For me the high point of Thursday 12 March 2009 was the launch of the ‘Kidney Care Plans’, NHS Kidney Care’s first major achievement. Lead by clinicians, produced in partnership with the whole kidney community, aligned to the Government commitment that everyone with a long term condition will have the right care plan by 2010 and tailored for local ownership that they are the culmination of a tremendous amount of thought, work and experimentation.

These kidney care plans are not perfect, but they are good and they provide a platform that can be transformational. They are not a check-list. They are based on the real experience and views of patients and clinicians. The questions they contain are prompts for potential discussion points. Advanced kidney disease is not routine – every person’s clinical situation is unique, even people with the same underlying cause of kidney disease will have significant differences in their medical history. In manufacturing variability is a sin. It occurs when process control has failed. It represents poor quality. Quality in healthcare is not so simple – it is both a science and an art. We need vigorous process control in many aspects of kidney care – to eradicate delays, to put safety first and to monitor the level of kidney function – to name a few. Care planning cannot be handled in that way – care planning is all about the individual and individuals are infinitely variable. Care planning is about values it is not about standardisation. It is about building strong relationships between staff and patients. It is about trust. It is about empowering all staff to support the individual with kidney disease to set and achieve their own goal. It is about patient experience. It’s an art rather than a science.
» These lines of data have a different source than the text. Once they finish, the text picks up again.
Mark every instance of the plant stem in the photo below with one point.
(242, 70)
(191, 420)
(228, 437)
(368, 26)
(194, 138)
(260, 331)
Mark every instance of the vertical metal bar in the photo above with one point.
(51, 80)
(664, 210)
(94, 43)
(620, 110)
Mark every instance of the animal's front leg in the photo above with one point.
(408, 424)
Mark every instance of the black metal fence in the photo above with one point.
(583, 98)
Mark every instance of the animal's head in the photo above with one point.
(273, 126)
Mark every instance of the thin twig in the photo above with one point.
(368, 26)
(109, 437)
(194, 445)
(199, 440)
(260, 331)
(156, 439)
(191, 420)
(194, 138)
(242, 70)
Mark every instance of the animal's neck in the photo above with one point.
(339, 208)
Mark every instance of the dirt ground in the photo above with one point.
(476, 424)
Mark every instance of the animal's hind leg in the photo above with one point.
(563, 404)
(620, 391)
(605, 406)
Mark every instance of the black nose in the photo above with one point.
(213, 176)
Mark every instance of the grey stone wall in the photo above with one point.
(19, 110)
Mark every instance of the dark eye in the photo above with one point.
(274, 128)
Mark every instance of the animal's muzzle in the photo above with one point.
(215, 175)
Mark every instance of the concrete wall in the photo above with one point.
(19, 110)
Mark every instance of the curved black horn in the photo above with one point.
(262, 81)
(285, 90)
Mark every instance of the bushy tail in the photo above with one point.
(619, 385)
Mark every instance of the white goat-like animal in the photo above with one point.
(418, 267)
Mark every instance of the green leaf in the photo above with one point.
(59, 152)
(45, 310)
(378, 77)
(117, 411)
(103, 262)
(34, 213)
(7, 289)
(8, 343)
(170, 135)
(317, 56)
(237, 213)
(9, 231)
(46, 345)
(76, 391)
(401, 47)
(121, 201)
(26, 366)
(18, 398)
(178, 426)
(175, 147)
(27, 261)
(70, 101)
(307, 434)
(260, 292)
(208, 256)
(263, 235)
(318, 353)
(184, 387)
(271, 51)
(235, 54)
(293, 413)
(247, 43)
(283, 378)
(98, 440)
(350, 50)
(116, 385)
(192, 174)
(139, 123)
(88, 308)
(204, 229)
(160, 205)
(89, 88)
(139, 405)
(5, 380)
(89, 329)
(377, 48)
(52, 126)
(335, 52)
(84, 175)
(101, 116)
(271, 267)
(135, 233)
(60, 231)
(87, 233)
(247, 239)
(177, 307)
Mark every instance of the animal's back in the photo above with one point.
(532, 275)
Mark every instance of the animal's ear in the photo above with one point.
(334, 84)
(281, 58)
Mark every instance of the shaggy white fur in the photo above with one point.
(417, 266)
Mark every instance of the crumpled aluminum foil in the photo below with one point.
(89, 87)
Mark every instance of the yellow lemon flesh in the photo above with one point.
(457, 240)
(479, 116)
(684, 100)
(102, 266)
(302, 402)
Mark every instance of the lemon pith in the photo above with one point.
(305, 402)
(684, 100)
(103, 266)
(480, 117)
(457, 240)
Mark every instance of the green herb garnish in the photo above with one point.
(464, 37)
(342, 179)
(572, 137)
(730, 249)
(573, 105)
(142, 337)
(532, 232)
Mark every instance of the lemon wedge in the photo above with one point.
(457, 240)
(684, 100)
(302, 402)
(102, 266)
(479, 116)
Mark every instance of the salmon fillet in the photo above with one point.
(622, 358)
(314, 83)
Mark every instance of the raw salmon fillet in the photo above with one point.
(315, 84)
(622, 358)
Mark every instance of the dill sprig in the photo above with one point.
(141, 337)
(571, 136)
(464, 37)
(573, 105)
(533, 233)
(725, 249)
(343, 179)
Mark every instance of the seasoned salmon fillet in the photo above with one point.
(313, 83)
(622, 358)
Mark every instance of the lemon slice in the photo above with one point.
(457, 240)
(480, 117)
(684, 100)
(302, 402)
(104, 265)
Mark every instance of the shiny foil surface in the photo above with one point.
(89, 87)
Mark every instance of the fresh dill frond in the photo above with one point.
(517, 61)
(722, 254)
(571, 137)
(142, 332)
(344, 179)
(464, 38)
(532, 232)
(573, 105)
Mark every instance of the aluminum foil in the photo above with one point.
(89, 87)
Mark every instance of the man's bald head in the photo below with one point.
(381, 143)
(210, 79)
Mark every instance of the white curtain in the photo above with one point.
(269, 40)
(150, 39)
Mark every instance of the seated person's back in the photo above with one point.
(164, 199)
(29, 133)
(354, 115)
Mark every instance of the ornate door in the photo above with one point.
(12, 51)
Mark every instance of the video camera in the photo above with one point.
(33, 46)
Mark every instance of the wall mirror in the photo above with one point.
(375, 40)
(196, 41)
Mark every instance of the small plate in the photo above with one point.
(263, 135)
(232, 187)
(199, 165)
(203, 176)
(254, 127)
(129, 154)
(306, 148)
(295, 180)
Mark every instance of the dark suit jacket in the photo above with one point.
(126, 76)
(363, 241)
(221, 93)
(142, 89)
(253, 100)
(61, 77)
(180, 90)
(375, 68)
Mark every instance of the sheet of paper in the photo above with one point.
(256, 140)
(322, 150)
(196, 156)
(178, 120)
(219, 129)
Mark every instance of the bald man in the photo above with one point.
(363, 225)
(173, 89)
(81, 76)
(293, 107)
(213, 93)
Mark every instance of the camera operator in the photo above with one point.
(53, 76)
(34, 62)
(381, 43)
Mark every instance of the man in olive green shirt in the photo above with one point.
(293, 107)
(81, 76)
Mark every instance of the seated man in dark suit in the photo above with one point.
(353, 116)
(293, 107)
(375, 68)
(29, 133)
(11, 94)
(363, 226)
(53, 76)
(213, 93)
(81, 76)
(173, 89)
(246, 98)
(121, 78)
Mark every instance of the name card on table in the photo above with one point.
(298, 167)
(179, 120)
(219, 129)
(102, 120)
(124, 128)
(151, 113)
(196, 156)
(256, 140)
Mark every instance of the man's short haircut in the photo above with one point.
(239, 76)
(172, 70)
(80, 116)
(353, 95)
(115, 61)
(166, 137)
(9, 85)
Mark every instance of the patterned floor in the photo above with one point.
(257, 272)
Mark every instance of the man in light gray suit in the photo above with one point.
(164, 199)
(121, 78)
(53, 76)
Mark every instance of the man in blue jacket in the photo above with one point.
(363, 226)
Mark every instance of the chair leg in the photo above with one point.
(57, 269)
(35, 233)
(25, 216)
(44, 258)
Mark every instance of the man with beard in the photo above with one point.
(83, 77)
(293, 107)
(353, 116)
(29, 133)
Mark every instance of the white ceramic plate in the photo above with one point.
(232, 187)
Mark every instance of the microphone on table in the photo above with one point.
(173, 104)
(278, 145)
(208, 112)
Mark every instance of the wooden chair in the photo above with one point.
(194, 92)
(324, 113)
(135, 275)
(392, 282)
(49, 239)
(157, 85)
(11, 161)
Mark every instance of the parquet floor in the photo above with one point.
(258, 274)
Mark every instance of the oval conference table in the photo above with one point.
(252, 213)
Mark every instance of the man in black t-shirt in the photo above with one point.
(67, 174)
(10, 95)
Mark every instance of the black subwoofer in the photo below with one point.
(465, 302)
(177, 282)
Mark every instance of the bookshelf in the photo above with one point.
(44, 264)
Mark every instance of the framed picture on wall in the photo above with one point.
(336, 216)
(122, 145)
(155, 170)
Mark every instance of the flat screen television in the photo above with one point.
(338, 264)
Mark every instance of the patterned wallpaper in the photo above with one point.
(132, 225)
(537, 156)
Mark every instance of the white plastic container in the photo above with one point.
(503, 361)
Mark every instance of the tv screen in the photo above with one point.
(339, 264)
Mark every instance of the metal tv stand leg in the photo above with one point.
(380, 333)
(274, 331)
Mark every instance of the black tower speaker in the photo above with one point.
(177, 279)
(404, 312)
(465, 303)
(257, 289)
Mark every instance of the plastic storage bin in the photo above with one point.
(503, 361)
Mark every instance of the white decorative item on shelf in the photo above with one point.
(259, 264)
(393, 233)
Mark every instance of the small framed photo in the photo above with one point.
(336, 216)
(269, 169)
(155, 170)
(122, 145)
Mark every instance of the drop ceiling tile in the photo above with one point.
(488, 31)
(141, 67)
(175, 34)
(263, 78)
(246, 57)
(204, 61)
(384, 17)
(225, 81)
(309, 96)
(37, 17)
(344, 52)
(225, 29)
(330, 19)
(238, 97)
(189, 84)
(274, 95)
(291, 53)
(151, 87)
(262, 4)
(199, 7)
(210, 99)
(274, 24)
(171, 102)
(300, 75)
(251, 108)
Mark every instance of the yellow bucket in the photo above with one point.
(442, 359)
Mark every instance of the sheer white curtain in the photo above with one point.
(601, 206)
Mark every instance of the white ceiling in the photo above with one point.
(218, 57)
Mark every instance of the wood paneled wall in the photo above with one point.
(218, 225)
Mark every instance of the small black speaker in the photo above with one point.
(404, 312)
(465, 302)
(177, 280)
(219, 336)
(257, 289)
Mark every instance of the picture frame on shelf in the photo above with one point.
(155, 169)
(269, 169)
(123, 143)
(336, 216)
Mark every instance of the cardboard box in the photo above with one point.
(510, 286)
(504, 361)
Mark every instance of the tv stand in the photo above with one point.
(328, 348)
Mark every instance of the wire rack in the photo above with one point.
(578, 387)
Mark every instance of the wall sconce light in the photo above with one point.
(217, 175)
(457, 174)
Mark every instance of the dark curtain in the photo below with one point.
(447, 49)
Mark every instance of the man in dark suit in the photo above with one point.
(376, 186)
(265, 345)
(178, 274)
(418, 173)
So the care plans are a platform upon which we can address some of the challenges that care planning will hold – such as, getting enough time and space for staff to have the discussions with people who have kidney disease. You can use care planning to improve the understanding that people have of their condition and the limitations it will place upon them. Entering into a shared responsibility with patients and their families will challenge some aspects of our thinking about disease processes and the outcomes that we should be pursuing. Listening is sometimes difficult when talking! The care plans, the scientific platform – the process platform, if you like, are the easy bit, but I think the process of care planning itself is not new, we need to rediscover it and given the values of the people in kidney care, indeed the people in the whole NHS, I think care planning should come naturally. Have a go!!